I visited New York again a couple of summers later, this time with both of my parents. Kavi brought me to an Indian place for lunch on Murray Hill (he informed me it’s actually Curry Hill), and then we went to peruse Strand Book Store. I was holding a pile of books that I wanted to buy when I got a phone call from an unknown number. The news: you’re accepted to medical school. I was floored.

(Slightly pertinent background here: I had applied to medical school because it was ~the plan~ and my father’s dream for me, but I didn’t think it was the career I wanted, and after not hearing back from schools for so long, I assumed I conveniently didn’t get in)

And there was Kavi. After making sure nothing tragic had happened, he calmed me down and helped me think rationally. We discussed options, the gravity of the decision, and ultimately how to tell my parents that I wasn’t going to accept the offer. This decision was one of those forks in the road of life, and Kavi helped me navigate through it.

On the way out of Strand, I had to pare down my book selections. I put back a copy of Salman Rushdie’s Midnight’s Children – “Oh of course the brown man’s the first to go.”

Lady Hulk

Once, Scuttlebutt, Kavi, and I were walking out of Amir’s on State Street during our nightside. Kavi held a towering cup of yogurt with every topping imaginable (mostly cookies and chocolate). Mid-step, we heard a piercing scream. A figure dressed in black shoved past us, sprinting down the street. We turned around, confused. A young boy stood in shock in the middle of the sidewalk. “That guy stole my backpack!”

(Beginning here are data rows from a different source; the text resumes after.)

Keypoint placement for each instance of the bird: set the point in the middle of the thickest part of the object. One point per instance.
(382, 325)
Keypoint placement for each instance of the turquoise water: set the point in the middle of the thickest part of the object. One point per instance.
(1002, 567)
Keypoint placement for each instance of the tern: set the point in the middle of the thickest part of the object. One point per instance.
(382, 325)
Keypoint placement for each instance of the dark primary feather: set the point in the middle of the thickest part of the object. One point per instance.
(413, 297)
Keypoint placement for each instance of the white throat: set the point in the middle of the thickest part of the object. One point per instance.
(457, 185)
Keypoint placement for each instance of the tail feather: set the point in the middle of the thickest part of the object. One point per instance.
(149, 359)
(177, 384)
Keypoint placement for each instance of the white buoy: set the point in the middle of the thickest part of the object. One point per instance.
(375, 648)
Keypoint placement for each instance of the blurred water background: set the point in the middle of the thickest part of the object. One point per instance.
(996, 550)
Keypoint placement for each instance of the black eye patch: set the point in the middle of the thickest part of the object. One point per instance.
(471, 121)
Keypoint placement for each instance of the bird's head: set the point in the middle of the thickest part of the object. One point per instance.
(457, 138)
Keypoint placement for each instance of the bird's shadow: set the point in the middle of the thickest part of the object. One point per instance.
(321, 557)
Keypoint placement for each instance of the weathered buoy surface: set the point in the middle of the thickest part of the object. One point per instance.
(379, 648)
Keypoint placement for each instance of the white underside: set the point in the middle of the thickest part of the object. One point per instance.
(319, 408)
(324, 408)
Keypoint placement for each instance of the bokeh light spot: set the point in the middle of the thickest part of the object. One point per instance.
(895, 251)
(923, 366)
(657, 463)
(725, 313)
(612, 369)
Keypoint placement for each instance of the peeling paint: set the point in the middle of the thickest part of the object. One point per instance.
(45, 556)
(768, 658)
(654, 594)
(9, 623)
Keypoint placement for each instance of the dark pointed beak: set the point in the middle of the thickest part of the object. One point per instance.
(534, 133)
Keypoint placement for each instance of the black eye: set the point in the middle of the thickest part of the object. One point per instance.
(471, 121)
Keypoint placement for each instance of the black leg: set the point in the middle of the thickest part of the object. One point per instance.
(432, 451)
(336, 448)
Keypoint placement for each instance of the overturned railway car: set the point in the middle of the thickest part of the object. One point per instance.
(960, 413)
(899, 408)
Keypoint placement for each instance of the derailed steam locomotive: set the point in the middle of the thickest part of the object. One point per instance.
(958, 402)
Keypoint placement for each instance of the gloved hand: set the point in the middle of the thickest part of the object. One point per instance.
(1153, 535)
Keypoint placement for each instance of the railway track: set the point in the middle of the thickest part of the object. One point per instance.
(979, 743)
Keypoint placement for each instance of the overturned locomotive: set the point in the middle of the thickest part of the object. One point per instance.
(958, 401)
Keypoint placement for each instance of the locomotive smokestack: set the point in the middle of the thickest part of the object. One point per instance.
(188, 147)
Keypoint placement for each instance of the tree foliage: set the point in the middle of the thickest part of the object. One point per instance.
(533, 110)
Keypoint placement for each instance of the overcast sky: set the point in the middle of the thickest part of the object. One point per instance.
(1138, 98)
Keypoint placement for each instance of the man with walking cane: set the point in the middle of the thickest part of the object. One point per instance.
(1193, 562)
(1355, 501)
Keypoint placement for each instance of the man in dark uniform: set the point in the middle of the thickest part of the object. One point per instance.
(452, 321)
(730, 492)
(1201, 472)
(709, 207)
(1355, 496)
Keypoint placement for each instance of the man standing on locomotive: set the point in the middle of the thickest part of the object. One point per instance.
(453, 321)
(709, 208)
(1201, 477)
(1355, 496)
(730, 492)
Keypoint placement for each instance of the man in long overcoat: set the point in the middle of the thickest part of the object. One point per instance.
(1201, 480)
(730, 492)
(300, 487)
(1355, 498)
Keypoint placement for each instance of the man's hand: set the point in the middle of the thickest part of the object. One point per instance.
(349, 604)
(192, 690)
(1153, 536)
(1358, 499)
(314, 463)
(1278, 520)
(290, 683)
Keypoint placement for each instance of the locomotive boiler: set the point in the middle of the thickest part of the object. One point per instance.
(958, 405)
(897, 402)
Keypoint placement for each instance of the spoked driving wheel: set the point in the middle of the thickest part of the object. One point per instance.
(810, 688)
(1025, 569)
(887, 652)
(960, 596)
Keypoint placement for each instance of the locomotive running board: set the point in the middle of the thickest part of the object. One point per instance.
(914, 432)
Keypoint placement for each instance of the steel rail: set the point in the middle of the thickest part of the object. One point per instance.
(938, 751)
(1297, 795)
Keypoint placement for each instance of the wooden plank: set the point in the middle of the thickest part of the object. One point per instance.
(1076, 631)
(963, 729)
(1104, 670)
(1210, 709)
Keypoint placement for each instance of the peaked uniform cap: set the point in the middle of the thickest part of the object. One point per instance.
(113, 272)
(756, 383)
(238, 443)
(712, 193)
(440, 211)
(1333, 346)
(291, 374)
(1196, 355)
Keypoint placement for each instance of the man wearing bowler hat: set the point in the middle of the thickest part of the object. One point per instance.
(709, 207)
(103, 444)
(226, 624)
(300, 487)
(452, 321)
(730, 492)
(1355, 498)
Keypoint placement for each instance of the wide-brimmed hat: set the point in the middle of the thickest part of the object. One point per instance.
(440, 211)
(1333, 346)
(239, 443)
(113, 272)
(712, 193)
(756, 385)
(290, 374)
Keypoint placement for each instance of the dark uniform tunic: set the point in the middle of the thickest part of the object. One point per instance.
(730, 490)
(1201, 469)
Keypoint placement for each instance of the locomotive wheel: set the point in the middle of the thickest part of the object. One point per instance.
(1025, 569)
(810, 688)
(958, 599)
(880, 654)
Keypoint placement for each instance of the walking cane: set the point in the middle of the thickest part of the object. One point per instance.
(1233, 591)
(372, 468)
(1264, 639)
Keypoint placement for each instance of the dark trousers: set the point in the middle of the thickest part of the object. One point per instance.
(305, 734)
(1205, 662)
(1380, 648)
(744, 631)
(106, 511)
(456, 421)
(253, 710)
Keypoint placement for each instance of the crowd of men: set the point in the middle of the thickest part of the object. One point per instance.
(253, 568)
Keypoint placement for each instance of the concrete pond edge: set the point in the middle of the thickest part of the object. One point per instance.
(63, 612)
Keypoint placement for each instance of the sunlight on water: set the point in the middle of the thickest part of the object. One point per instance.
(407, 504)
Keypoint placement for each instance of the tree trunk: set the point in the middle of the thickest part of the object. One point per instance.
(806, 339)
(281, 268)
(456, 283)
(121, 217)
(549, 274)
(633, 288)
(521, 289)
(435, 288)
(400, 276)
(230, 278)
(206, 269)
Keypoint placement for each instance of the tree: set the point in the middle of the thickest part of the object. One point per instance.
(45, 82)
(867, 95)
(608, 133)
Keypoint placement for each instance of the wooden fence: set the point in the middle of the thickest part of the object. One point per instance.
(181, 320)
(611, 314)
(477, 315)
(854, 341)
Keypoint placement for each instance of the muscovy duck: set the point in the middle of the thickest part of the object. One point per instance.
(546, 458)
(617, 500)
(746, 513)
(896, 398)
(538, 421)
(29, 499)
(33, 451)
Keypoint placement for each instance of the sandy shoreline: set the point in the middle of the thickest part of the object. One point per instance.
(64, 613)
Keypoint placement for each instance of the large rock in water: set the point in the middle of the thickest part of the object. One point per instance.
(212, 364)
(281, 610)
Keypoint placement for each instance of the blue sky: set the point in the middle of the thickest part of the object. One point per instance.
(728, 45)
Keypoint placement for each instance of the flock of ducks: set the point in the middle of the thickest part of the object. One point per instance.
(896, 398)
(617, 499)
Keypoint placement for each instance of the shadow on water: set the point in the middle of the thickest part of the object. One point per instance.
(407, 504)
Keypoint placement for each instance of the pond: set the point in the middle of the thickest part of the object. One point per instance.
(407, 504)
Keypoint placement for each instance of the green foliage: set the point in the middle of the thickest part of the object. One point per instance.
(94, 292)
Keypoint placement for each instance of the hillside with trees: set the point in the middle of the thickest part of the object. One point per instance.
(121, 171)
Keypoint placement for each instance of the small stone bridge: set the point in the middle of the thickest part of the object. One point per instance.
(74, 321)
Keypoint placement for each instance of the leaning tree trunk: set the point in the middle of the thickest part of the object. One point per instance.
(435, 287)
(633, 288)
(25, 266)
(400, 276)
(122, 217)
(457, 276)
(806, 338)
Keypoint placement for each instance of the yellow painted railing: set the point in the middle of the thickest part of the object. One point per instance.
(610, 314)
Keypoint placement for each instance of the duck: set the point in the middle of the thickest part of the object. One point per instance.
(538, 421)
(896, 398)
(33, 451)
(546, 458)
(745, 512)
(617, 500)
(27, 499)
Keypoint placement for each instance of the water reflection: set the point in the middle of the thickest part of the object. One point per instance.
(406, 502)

Without asking questions, Kavi took off, dropping his yogurt on the ground. He sprinted after the culprit holding the backpack, gaining on him. I had never seen him move so quickly. The thief and Kavi rounded the corner of East Liberty, and the thief turned around, panicked, and threw the backpack at Kavi’s feet and sped away. It was incredible.

Kavi scooped up the backpack, and handed it back to the trembling freshmen to whom it belonged, waving off any thanks. Every person on State Street who had witnessed the event had stopped in his or her tracks and applauded. Cars began honking in celebration at the intersection. Kavi walked back to us as if nothing had happened. “I’m gonna go get another fro-yo. You guys want anything?”

Scuttlebutt and I looked at him, and then at each other, speechless. We called him the Dark Knight for the rest of the evening, telling the entire newsroom the story as soon as we got back. It was epic.